Tidak perlu takut dengan globalisasi, karena Jatim sudah menang. Hal itu dapat dilihat dari neraca perdagangan non migas untuk triwulan-I 2016 ke negara-negara Asean surplus US$ 257.687.844, yang defisit hanya dengan Thailand.
Karena sudah masuk pasar global, maka peran mahasiswa yang mewakili kelompok kritis harus ikut memikirkan, mata kuliahnya harus memantapkan daya saing, dengan melakukan restrukturisasi pendidikan, dibekali dengan ketrampilan. Jiwa petarung dan jiwa wira usaha para mahasiswa dalam menghadapi globalisasi menjadi sangat strategis dalam memasuki kawasan perdagangan,” tambanya.
Hal itu ditegaskan Gubernur Jatim Dr H Soekarwo pada Pembukaan Pekan Pemuda Legislatif dan Mukernas Forum Lembaga Legislatif dan Mahasiswa Indonesia (FL2MI), Sabtu (14/5).
Menurut Pakde, yang menentukan kemenangan dalam pertarungan di Asia adalah kualitas infastruktur, SDM, dan pelayanan publik harus bagus. “Maka, supaya pembangunan berkelanjutan dan inklusif, maka fundamen di bidang SDM (human development) harus diperkuat, baru kemudian infrastuktur development, dan reformasi birokrasi,” katanya.
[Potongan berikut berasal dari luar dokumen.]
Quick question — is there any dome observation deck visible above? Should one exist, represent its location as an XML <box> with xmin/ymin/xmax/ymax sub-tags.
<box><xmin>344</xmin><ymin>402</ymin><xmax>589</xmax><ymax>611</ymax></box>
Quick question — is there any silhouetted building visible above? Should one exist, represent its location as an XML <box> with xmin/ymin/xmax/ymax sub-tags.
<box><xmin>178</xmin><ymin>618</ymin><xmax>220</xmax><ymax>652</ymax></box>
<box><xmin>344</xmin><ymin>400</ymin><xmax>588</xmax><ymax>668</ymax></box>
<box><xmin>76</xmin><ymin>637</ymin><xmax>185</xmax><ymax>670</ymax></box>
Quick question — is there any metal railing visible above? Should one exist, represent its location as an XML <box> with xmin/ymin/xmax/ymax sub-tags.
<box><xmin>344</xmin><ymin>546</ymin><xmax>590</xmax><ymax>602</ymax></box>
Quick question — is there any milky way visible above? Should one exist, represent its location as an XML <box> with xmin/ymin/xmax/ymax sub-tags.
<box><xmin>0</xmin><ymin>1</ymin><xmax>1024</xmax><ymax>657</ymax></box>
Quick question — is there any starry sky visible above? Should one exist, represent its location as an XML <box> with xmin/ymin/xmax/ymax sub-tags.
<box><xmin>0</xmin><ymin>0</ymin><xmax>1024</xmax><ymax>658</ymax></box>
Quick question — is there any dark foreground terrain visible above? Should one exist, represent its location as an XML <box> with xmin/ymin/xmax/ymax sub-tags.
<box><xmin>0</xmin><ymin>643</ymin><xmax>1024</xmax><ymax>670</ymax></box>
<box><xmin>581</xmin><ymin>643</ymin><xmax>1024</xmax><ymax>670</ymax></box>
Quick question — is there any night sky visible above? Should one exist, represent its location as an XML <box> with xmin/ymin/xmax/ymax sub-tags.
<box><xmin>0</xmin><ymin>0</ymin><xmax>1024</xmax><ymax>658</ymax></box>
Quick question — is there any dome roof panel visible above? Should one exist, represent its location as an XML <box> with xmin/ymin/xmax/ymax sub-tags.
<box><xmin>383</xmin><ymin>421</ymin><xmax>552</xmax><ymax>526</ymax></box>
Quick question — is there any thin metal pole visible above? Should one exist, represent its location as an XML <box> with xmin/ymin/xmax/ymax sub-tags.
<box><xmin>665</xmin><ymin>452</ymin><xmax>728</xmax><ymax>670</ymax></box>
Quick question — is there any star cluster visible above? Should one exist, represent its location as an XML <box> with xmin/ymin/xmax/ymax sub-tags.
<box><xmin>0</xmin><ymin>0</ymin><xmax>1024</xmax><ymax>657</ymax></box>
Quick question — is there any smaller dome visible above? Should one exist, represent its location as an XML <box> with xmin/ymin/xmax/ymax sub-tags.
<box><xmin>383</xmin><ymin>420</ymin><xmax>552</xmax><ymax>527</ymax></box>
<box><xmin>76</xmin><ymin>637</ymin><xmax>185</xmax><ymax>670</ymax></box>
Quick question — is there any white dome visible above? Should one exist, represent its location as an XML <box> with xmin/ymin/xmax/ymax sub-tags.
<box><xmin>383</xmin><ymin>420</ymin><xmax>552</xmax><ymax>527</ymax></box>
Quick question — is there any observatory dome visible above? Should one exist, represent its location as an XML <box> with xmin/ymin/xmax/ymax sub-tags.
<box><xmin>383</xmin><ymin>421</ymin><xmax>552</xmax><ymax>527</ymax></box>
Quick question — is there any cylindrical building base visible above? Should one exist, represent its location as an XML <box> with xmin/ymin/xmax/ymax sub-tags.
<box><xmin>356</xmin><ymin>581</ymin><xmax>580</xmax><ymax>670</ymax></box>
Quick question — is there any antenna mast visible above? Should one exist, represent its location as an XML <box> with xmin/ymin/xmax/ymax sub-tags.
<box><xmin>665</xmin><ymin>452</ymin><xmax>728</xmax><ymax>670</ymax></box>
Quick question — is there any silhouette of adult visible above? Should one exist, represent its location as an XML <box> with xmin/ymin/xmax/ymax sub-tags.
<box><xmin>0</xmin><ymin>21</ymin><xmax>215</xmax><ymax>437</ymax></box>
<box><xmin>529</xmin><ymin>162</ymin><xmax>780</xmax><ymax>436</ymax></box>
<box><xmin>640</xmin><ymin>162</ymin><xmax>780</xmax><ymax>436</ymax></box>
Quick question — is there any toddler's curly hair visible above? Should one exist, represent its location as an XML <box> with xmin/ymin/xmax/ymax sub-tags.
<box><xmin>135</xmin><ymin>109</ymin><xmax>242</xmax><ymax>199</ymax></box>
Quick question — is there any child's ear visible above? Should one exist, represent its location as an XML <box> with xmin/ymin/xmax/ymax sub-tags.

Peran perguruan tinggi harus sinergi dengan pemerintahan dan dunia usaha, atau ABG (Akademi – Bisnis – Goverment). Peran mahasiswa dalam bela negara adalah berperan aktif dalam memajukan ekonomi bangsa, sekaligus menjadi motor penggerak cinta produk dalam negeri. Sehingga MEA bukan menjadi momok tapi merupakan tantangan untuk berkreasi dan berinovasi
Tentunya dengan komposisi strategi pada sistem produksi berdaya saing, sistem pembiayaan kompetitif (murah) dan sistem pasar yang kompetitif. Karena, daya saing itu intinya, kalau memproduk barang kualitasnya lebih bagus, harga lebih murah, dan distribusinya lebih cepat, berarti manejemen produksinya harus bagus.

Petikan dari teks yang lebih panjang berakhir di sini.